The inclusion of D.R. Horton, one of the largest homebuilders in the country, for repeated safety violations and hazardous construction jobsite conditions is also notable. Large general contractors set the tone on jobsite safety culture. When the GC at the top of a project hierarchy is cutting corners, that pressure filters down through every subcontractor and crew on site.
Martinez’s comment about subcontracting chains deserves attention from anyone running a field service company. The structure she describes, where accountability is diffused across layers of contracts until “nobody takes responsibility,” is a well-documented feature of how large projects are organized in oil and gas, construction, and infrastructure.
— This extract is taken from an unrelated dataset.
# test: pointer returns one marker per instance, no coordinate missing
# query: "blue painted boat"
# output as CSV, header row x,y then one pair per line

It often benefits the prime contractor or asset owner. It rarely benefits the subcontractor when something goes wrong.
What It Means for Subcontractors
- Document everything. With federal enforcement weakened, subcontractors are more exposed to being the party that absorbs liability when an incident occurs on a multi-tier project. Thorough safety records and sign-off procedures are your best protection.
- Don’t rely on GC programs alone. Several companies on the Dirty Dozen list are large, well-resourced organizations. Size and brand name do not equal a strong safety culture. Run your own pre-task planning and hazard assessments regardless of what the prime contractor’s program looks like.
- Silica and heat are enforcement targets even in a low-penalty environment. Both appear repeatedly on the 2026 list. OSHA’s silica standard and ongoing heat-related rulemaking remain active areas of scrutiny. Subcontractors in drilling, cutting, or outdoor operations should treat these as live compliance risks.
- Watch trenching closely. Revoli Construction’s appearance on the list for decades of trenching violations that ended fatally is a reminder that this hazard is unforgiving. Competent person requirements, daily inspections, and proper shoring or sloping are non-negotiable.
- Understand your exposure in temp and subcontract structures. Martinez’s warning about accountability gaps in subcontracting chains applies directly to how many field service arrangements are structured. Know your contract language and what safety obligations you are accepting.
- A drop in penalties is not a drop in risk. The 47% decline in federal OSHA penalties changes what might happen after an incident, but it doesn’t change what causes one. Workers are still getting hurt in the same ways, at the same types of sites. Compliance posture should be driven by actual hazard exposure, not by the current enforcement climate.